Stefan ended up being selected number one overall in the draft by the now-defunct Atlanta Thrashers, while Brendl was taken in the fourth slot by the New York Rangers, right behind Vancouver’s two selections of Daniel and Henrik Sedin.
However, both players would wash out in their NHL careers, with Stefan’s claim to fame occurring when he fell on a breakaway towards an empty net while playing for the Dallas Stars in 2007, which in turn led to Edmonton Oilers forward Ales Hemsky scoring a game-tying goal with two seconds remaining in the third period.
As for Brendl, who put up 134 points in his first year for the Hitmen, he would play a total of 78 NHL games over the course of four seasons, and only put up 22 points in the process.
Personally, all I have seen of Grigorenko has come from YouTube highlight reels and from when TSN carried the bronze medal game of the IIHF Word Junior U18 championships, but from what I have seen so far I am highly impressed by his skill level.
If the Knights do draft him today, and are also able to snag recent draft pick Max Domi (the son of former NHL pugilist Tie) away from the Kingston Frontenacs later this summer, their team could be one of the most exciting in junior hockey come next season.
With NHL draft picks Jared Knight and Vladislav Namestnikov and emerging talents Seth Griffith and Andreas Athanasiou already leading the attack, coupled with defender Jared Tinordi and netminder Michael Houser on the back end, the addition of Grigorenko will make the Knights a legit threat to not only win the OHL title but also capture the Memorial Cup for the first time since 2005.
But what has me most excited about the Russian possibly coming over to our shores, is the potential contests next year between the Knights and the Sarnia Sting, which would see Grigorenko go up against the man he is currently battling it out with for the number one spot in next June’s draft, Nail Yakupov.
Unlike his fellow countryman, I have had the opportunity to see Yakupov play live last season while covering the OHL’s Soo Greyhounds before arriving here in Fort Frances, and it’s safe to say that I became a fan of the Russian forward overnight.
Yakupov plays the game at only one speed, hyper-drive, and is already being compared to (hopefully) future hall-of-famer Pavel Bure.
With that high burst of energy at his disposable, Yakupov is able to make dazzling moves that other players could only dream of, and he has often made opposing defenders and goaltenders look silly.

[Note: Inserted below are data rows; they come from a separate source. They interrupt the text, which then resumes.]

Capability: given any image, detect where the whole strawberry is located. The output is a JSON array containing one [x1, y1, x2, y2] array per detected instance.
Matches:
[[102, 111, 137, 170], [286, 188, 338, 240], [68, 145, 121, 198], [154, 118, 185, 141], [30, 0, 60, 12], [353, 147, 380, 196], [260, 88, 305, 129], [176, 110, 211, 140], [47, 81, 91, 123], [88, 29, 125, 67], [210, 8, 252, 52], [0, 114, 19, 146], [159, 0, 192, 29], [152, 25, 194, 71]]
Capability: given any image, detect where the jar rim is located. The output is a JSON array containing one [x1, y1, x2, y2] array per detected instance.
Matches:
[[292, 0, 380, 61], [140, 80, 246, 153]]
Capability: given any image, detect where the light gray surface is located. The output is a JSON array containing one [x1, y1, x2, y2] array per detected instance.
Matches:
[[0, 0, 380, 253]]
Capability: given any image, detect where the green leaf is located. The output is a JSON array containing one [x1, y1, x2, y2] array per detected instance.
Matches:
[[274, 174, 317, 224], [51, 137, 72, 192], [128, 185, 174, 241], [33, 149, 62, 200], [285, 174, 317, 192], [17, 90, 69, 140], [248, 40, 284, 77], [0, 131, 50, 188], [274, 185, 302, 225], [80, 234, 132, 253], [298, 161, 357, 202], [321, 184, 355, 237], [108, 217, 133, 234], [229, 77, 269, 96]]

As long-time Sarnia Sting beat writer Dave Borody told me, “It’s hard not to stand up in the press and applaud the things that he does.”
The Sting were already going to be a highly scouted team this winter with both Yakupov and Alex Galchenyuk among the top five prospects for the 2012 draft (with Windsor Spitfires defender Nick Ebert and Everett Silvertips blue-liner Ryan Murray also in the discussion.)
But if a Knights team with Grigorenko is going up against Sarnia, they might need to put in additional seating in both arenas for the number of NHL scouts that would be coming to watch the game.
Or in the case of junior hockey diehards like myself, they might need to add extra bandwidth to the OHL’s internet broadcast package so that the website doesn’t crash.
At any rate, it’s easy to see why so many Europeans want to play in the CHL, as they will go up against top players from both Canada and the United States as they try and reach their ultimate goals of playing in the NHL.
And for us hockey fans, the opportunity to watch and see these talents develop both on and off the ice, no matter what their final career destination may be.